Medical professionals in England are set to stage a five-day strike in November, in protest over pay and employment.
The BMA stated that junior physicians will walk out for five days in a row from November 14 at 7am to 7am on 19 November.
Resident doctors, who constitute nearly 50% of all doctors in the National Health Service, are proceeding with the strike after unsuccessful talks with the government.
The chair of the BMA’s resident doctors committee stated, “We did not want to reach this point. We have been negotiating for the past week with government, pressing the health secretary to end the crisis of unemployed physicians.”

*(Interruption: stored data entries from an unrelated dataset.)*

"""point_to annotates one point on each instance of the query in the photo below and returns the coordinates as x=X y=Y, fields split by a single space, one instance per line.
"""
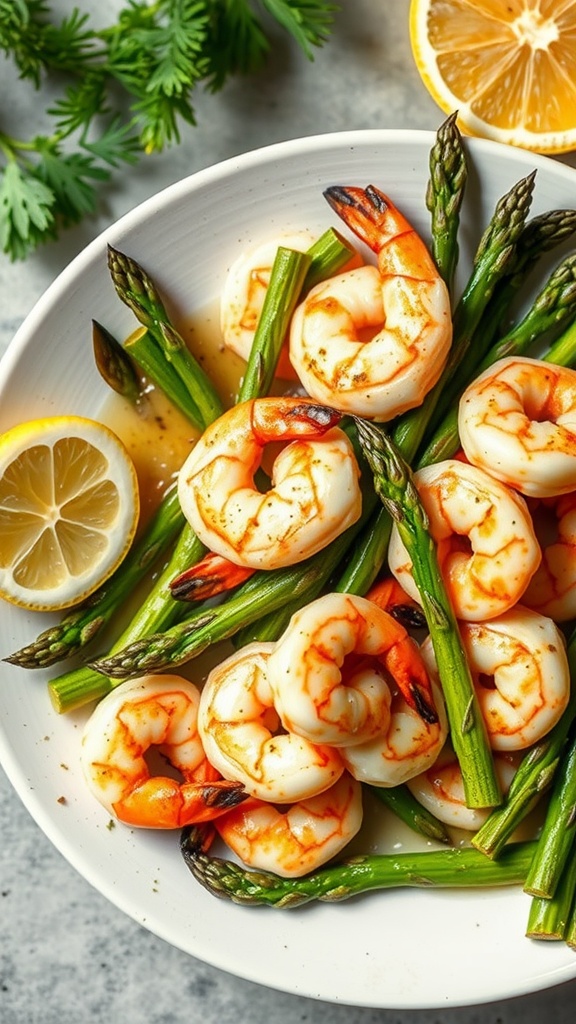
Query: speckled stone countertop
x=68 y=955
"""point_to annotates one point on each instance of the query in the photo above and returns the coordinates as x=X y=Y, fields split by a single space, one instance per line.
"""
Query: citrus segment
x=508 y=69
x=69 y=510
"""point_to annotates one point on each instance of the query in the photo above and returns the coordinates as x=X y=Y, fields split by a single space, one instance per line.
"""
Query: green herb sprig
x=128 y=89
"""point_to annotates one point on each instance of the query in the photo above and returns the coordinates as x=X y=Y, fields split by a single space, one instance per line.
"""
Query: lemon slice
x=508 y=69
x=69 y=510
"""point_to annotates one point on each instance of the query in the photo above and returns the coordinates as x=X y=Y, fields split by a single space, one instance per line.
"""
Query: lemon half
x=508 y=69
x=69 y=510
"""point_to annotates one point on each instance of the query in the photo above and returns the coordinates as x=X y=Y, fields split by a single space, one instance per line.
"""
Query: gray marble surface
x=68 y=955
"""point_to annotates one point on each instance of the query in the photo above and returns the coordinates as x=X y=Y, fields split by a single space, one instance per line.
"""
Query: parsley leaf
x=127 y=91
x=26 y=208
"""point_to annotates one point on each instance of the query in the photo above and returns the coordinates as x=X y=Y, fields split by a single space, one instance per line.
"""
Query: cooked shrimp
x=294 y=840
x=211 y=576
x=520 y=670
x=441 y=790
x=242 y=736
x=389 y=596
x=139 y=714
x=487 y=547
x=374 y=340
x=518 y=421
x=244 y=293
x=332 y=669
x=405 y=747
x=552 y=588
x=315 y=493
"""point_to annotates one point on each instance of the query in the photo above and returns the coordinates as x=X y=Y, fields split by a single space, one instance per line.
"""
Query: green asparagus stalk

“Our survey reveals 50% of second-year physicians in the UK are struggling to find jobs, their talents being unused whilst countless individuals wait endlessly for treatment and hospital shifts remain vacant. This cannot continue.”
He added, “We negotiated sincerely, hoping the health secretary to see that a agreement offering solutions to slowly restore the cuts to pay over several years, giving recent graduates a raise of just a pound an hour for the next four years.”
“We trusted the authorities would recognize that our asks are not just reasonable but are in the best interests of the community and our patients and would also help stop our doctors departing from the NHS.”
Junior physicians have anywhere up to eight years’ experience practicing in hospitals, depending on their specialty, or as many as three years in primary care.
Further information will follow shortly.